🤖 AI Summary
This work addresses geometric inconsistency and metric drift in monocular SLAM caused by viewpoint dependency and sensor noise by introducing a novel approach that integrates a feedforward geometric foundation model with a global 3D Gaussian splatting representation. The method stabilizes scene geometry through an expectation-maximization framework and achieves robust monocular pose estimation by incorporating iterative closest point (ICP) alignment. Furthermore, it parameterizes multimodal features directly on the Gaussian splatting map, enabling downstream tasks such as in-place open-set segmentation. Experimental evaluations on the 7-Scenes, TUM RGB-D, and Replica datasets demonstrate that the proposed approach consistently outperforms recent baselines in both geometric consistency and localization accuracy.
📝 Abstract
Feed-forward geometric foundation models can infer dense point clouds and camera motion directly from RGB streams, providing priors for monocular SLAM. However, their predictions are often view-dependent and noisy: geometry can vary across viewpoints and under image transformations, and local metric properties may drift between frames.
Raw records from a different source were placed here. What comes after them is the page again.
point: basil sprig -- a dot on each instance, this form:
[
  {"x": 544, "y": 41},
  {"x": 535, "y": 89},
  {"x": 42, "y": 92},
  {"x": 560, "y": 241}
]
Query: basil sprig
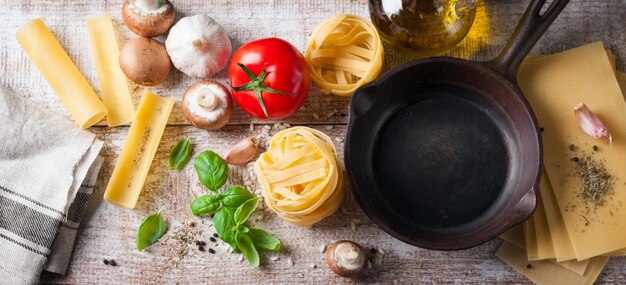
[
  {"x": 180, "y": 154},
  {"x": 151, "y": 230},
  {"x": 232, "y": 209},
  {"x": 212, "y": 170}
]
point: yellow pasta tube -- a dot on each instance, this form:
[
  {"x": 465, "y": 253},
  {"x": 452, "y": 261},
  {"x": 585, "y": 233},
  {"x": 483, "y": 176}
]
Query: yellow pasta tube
[
  {"x": 113, "y": 83},
  {"x": 344, "y": 53},
  {"x": 139, "y": 149},
  {"x": 300, "y": 175},
  {"x": 61, "y": 73}
]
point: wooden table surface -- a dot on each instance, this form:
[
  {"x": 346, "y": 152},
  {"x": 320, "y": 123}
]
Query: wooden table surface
[{"x": 109, "y": 231}]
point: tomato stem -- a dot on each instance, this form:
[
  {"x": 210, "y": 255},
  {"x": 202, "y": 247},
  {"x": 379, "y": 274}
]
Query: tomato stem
[{"x": 257, "y": 85}]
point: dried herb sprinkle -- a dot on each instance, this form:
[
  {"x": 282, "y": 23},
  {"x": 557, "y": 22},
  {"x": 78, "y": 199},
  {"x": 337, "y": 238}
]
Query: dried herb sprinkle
[{"x": 596, "y": 181}]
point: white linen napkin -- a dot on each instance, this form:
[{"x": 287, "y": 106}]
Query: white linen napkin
[{"x": 47, "y": 170}]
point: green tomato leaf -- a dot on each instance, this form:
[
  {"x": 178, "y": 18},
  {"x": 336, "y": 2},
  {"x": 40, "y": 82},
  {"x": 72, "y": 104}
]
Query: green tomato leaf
[
  {"x": 180, "y": 154},
  {"x": 247, "y": 248},
  {"x": 151, "y": 230},
  {"x": 205, "y": 204},
  {"x": 235, "y": 196},
  {"x": 224, "y": 224},
  {"x": 212, "y": 170},
  {"x": 245, "y": 210},
  {"x": 263, "y": 240}
]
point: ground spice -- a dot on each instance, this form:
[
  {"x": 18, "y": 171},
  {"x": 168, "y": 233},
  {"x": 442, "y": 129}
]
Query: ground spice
[
  {"x": 180, "y": 241},
  {"x": 596, "y": 181}
]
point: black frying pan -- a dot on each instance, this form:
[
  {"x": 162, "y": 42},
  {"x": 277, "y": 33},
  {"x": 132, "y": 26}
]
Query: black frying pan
[{"x": 445, "y": 153}]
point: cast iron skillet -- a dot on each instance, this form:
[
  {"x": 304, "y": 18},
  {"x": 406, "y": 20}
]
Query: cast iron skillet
[{"x": 445, "y": 153}]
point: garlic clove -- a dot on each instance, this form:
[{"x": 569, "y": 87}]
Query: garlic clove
[
  {"x": 242, "y": 153},
  {"x": 590, "y": 124}
]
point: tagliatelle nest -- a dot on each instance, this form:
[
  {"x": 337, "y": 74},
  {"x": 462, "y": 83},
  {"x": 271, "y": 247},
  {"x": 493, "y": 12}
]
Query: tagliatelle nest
[
  {"x": 300, "y": 175},
  {"x": 344, "y": 53}
]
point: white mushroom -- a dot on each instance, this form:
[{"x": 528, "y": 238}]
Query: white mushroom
[
  {"x": 148, "y": 18},
  {"x": 207, "y": 105},
  {"x": 345, "y": 258},
  {"x": 198, "y": 46}
]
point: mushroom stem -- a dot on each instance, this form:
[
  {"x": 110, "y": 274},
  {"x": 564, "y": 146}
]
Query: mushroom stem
[
  {"x": 201, "y": 45},
  {"x": 148, "y": 5},
  {"x": 208, "y": 100}
]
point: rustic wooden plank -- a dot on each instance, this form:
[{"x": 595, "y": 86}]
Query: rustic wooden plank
[
  {"x": 109, "y": 233},
  {"x": 581, "y": 22}
]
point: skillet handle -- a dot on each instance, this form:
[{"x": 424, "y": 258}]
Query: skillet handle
[
  {"x": 529, "y": 29},
  {"x": 525, "y": 207}
]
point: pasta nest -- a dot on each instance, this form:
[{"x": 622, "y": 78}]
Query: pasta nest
[
  {"x": 300, "y": 175},
  {"x": 344, "y": 53}
]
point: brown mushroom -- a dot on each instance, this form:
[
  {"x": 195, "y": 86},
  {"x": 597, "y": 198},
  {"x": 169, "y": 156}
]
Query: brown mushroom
[
  {"x": 145, "y": 61},
  {"x": 345, "y": 258},
  {"x": 207, "y": 105},
  {"x": 148, "y": 18}
]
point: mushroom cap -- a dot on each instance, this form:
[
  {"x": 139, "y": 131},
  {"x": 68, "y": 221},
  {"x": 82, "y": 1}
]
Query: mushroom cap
[
  {"x": 145, "y": 61},
  {"x": 200, "y": 116},
  {"x": 198, "y": 46},
  {"x": 345, "y": 258},
  {"x": 148, "y": 23}
]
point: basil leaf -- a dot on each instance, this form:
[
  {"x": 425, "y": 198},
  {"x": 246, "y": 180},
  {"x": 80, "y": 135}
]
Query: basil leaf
[
  {"x": 212, "y": 170},
  {"x": 245, "y": 210},
  {"x": 263, "y": 240},
  {"x": 205, "y": 204},
  {"x": 180, "y": 154},
  {"x": 235, "y": 196},
  {"x": 151, "y": 229},
  {"x": 224, "y": 224},
  {"x": 247, "y": 248}
]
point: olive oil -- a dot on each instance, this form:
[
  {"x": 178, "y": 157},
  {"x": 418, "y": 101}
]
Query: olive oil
[{"x": 422, "y": 27}]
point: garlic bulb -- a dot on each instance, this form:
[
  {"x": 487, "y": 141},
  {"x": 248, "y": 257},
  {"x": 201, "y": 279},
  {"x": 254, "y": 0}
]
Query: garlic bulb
[{"x": 198, "y": 46}]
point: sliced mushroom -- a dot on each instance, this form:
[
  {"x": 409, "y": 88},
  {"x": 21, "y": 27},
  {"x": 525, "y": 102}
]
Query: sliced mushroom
[
  {"x": 345, "y": 258},
  {"x": 207, "y": 105},
  {"x": 145, "y": 61},
  {"x": 148, "y": 18}
]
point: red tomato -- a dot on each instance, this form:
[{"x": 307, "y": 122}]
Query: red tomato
[{"x": 279, "y": 91}]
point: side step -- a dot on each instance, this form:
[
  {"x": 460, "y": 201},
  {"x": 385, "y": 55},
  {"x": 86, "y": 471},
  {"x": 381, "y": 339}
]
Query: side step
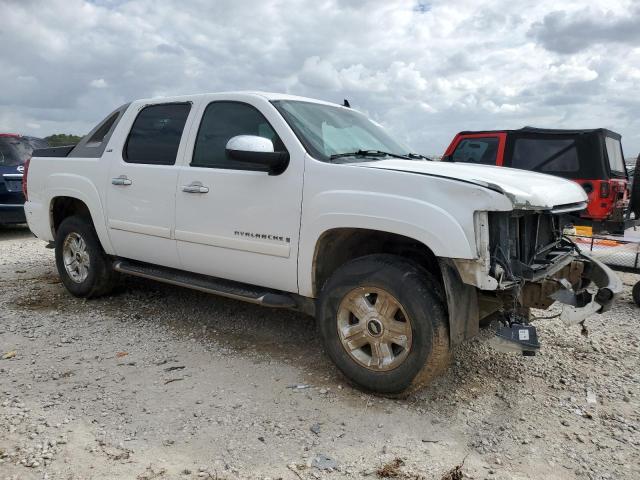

We present MonoEM-GS, a monocular mapping pipeline that integrates such geometric predictions into a global Gaussian Splatting representation while explicitly addressing these inconsistencies. MonoEM-GS couples Gaussian Splatting with an Expectation--Maximization formulation to stabilize geometry, and employs ICP-based alignment for monocular pose estimation. Beyond geometry, MonoEM-GS parameterizes Gaussians with multi-modal features, enabling in-place open-set segmentation and other downstream queries directly on the reconstructed map. We evaluate MonoEM-GS on 7-Scenes, TUM RGB-D and Replica, and compare against recent baselines.